Call it site-specific dance on a gargantuan scale. The Pillow Project takes its improvisational "Postjazz" movement style and video wizardry to a whole new level when it invades the Carrie Blast Furnaces, in Rankin, on Oct. 12, for a daylong extravaganza titled The Jazz Furnace.
Built in 1907, the Carrie Furnaces number 6 and 7 tower 92 feet over the Monongahela River. Until 1978, these were literal giants in the production of iron, at their peak turning out 1,000 to 1,250 tons a day. Now one of the few non-operative blast furnaces in the area still standing, the former U.S. Steel site will come to life once again — repurposed as an arts venue where a dozen dancers and as many musicians, along with poets, illustrators and graffiti artists, will transform the vast empty site into a multimedia happening. (The show follows Alloy Pittsburgh, an unrelated art-installation project at the site.)
Three years in the making, The Jazz Furnace, funded by a grant from The Pittsburgh Foundation, consists of two events.

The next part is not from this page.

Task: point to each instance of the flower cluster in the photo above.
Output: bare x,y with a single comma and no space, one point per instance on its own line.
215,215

From noon to 5 p.m., patrons will be free to explore nearly the entire Carrie site, taking in what Pillow Project artistic director Pearlann Porter calls "mini-site-specific installations," with performers and artists scattered throughout.
"The place is epic and the dancers and musicians will be using it as an instrument ‘to play the furnace,'" says Porter.
The evening session runs from 7 p.m. to midnight, in the facility's hangar-sized powerhouse building. It will feature, on the hour, roughly 20-minute excerpts in-the-round from such past Pillow Project works as Backlit in a Whole New D, The Green Swan and Twenty Eighty-Four, re-imagined for the Carrie site along with live video, multimedia installations and performances by local bands Blue Redshift and Chaibaba.
"The place was hell with the lid off when it was going," says Porter of the Carrie site, now overseen by the nonprofit Rivers of Steel Heritage Corp. "We are using that to influence The Jazz Furnace. Dust and ash will fly. The Green Swan will become the dirty swan."
For Porter, this year's The Jazz Furnace is just the beginning. "We want to turn this into an annual festival," she says. "Something unique to Pittsburgh, honoring the history of the Carrie Furnace and Pittsburgh's steel industry."